Ну, прежде всего, он верил в революцию. Но, возможно, американский рабочий класс не управится с монополиями своими силами. И тогда… Володя часто мечтал о том, как будет выглядеть его кавалерия на Бродвее. Я не шучу, он говорил о взаимодействии кавалерии с авиацией, даже обдумывал военно-научный труд на эту тему, о чем разоткровенничался однажды. Может быть, он имел в виду, что его любимая кавалерия будет стоять где-нибудь во дворе небоскреба во время демонстрации американских рабочих в честь великого вождя всех народов мира товарища Сталина. В том, что он увидит Бродвей, Володя не сомневался. И в своем праве защищать социалистический лагерь с помощью кавалерии на улицах Нью-Йорка – тоже ничуть не сомневался. Для него это было само собой разумеющимся правом социализма. Иначе это была бы половинчатость, Володя же ее не принимал. И сомнений не принимал, не позволял себе сомневаться ни в чем, что, раз и навсегда утвержденное, служило фундаментом его идейности. Сталкиваясь с тем, что он не умел объяснить, он просто захлопывал входную дверь в мозгу – и неясности оставались снаружи.
Следователя он считал добряком (в самом деле, не вызывает на ночные допросы!), который вот-вот выяснит свою ошибку и выпишет ему пропуск на выход. Призыв следователя "правда, только правда и вся правда" он воспринял всей душой и поведал ему всю свою подноготную, включая любовные приключения.

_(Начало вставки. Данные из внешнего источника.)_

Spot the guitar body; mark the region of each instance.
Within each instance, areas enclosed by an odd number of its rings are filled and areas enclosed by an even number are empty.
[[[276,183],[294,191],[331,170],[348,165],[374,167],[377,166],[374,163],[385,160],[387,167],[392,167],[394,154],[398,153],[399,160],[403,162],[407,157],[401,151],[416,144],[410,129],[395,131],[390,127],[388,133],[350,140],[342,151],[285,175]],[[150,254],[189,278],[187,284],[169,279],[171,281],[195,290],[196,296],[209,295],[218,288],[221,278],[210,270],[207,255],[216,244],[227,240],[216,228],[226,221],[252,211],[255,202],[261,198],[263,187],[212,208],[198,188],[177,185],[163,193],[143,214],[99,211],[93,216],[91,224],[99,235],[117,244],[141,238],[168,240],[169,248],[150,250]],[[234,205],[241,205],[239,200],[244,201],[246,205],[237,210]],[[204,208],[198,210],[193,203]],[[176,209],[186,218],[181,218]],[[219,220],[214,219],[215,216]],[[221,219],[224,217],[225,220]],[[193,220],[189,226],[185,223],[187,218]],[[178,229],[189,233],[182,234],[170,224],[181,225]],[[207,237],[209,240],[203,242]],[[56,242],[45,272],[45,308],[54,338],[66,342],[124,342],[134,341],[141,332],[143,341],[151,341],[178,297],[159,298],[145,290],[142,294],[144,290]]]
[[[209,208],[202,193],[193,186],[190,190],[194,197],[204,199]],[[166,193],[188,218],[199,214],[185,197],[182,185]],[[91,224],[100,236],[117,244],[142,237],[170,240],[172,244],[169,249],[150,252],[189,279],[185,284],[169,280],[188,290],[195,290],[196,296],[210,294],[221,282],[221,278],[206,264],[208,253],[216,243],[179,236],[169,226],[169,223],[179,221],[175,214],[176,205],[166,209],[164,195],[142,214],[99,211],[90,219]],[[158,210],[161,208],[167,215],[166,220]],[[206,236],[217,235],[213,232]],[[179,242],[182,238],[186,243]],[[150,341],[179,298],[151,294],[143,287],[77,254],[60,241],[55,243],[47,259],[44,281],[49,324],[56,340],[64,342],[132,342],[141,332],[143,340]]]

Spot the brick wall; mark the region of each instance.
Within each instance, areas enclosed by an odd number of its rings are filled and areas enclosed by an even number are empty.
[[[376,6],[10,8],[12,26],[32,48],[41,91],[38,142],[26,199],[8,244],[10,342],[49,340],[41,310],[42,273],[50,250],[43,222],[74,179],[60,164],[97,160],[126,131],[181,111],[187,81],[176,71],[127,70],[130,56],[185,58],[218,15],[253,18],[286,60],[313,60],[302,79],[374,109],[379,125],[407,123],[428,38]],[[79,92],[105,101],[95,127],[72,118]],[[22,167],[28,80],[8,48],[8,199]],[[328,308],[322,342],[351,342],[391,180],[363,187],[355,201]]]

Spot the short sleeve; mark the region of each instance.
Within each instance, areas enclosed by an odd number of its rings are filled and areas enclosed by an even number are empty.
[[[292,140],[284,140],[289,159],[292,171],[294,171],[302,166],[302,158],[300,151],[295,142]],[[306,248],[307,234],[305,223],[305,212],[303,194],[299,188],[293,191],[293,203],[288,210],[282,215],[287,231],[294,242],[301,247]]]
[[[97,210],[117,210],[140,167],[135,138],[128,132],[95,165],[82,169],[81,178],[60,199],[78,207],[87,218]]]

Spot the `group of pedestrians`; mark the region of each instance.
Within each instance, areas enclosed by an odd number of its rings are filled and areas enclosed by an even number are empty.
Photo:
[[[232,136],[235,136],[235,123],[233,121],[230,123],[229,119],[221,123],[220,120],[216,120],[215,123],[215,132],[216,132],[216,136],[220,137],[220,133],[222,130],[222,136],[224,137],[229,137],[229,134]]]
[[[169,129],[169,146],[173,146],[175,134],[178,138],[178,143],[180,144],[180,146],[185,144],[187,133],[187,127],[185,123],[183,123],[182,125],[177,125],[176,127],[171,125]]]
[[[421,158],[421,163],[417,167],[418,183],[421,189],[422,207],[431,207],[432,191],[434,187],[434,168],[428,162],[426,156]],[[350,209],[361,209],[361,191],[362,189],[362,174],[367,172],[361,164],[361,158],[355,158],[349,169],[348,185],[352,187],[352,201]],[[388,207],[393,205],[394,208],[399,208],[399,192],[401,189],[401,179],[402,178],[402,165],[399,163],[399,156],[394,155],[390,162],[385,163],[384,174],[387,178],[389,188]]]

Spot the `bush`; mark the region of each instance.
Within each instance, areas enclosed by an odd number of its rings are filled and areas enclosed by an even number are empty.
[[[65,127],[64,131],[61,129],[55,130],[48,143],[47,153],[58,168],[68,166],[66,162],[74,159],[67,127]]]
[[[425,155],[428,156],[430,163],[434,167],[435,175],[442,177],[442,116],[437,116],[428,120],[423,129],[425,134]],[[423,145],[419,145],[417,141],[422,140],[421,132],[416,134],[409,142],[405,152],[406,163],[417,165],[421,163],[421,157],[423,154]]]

По словам Володи, следователь, пожилой и солидный дядя, с интересом слушал его истории, напоминающие похождения Казановы и документально подтвержденные кучей забавных негативов, изъятых при обыске из володиного служебного стола. Правда, итальянский Казанова не фотографировал своих возлюбленных голенькими. Техника была не та.
Мне Володя, конечно, не верил. При всяком удобном случае он повторял любимый девиз следователей насчет всей правды… Его настораживало, что я арестован повторно. Повторно сажают неспроста.
Но разговаривать-то хочется. Ведь мы сидели без книг, без газет, без шахмат, и даже без домино, этого антиполитикана. За какую провинность нас лишили всего с первой минуты, не понимаю. Провиниться так легко! Может, мы оставили пылинку на решетке, когда в первый раз убирали в камере. Врач тщательно проводил пальцем по стенам и окнам, проверяя нашу работу. Но если кому случалось заболеть (что случалось не часто – в тюрьме почему-то не болеешь: организм, похоже, самопроизвольно усиливает сопротивление недугам), то врач не являлся. Приходил фельдшер с набором таблеток. Он и в камеру не входил, а ставил диагноз через форточку, давал таблетку и следил, чтобы ты проглотил ее при нем. Очевидно, санитария считалась важнее лечения, за пылинку на окне лишали книг, передач или ларька.
Мы беседовали вполголоса от подъема до отбоя. Часто занимались устной игрой в отгадывание знаменитых фамилий. Задумывать политических деятелей современности я избегал, так как Володя упорно подводил Матиаса Ракоши и Андре Марти под рубрику народных вождей. Он вообще не мог представить себе народ без вождя, особенно современный народ, причем вполне серьезно считал вождем каждого народа секретаря тамошней компартии. Линкольна он, конечно, в грош не ставил, вождем римлян считал Спартака, а Шамиля называл английским шпионом. Впрочем, в последнем он не виноват: за минувшие двадцать лет бедные преподаватели истории в школе трижды были вынуждены менять интерпретацию Шамиля – от шпиона до героя. В исторической науке, развивающейся под девизом «Чего изволите?», и не такое еще бывает.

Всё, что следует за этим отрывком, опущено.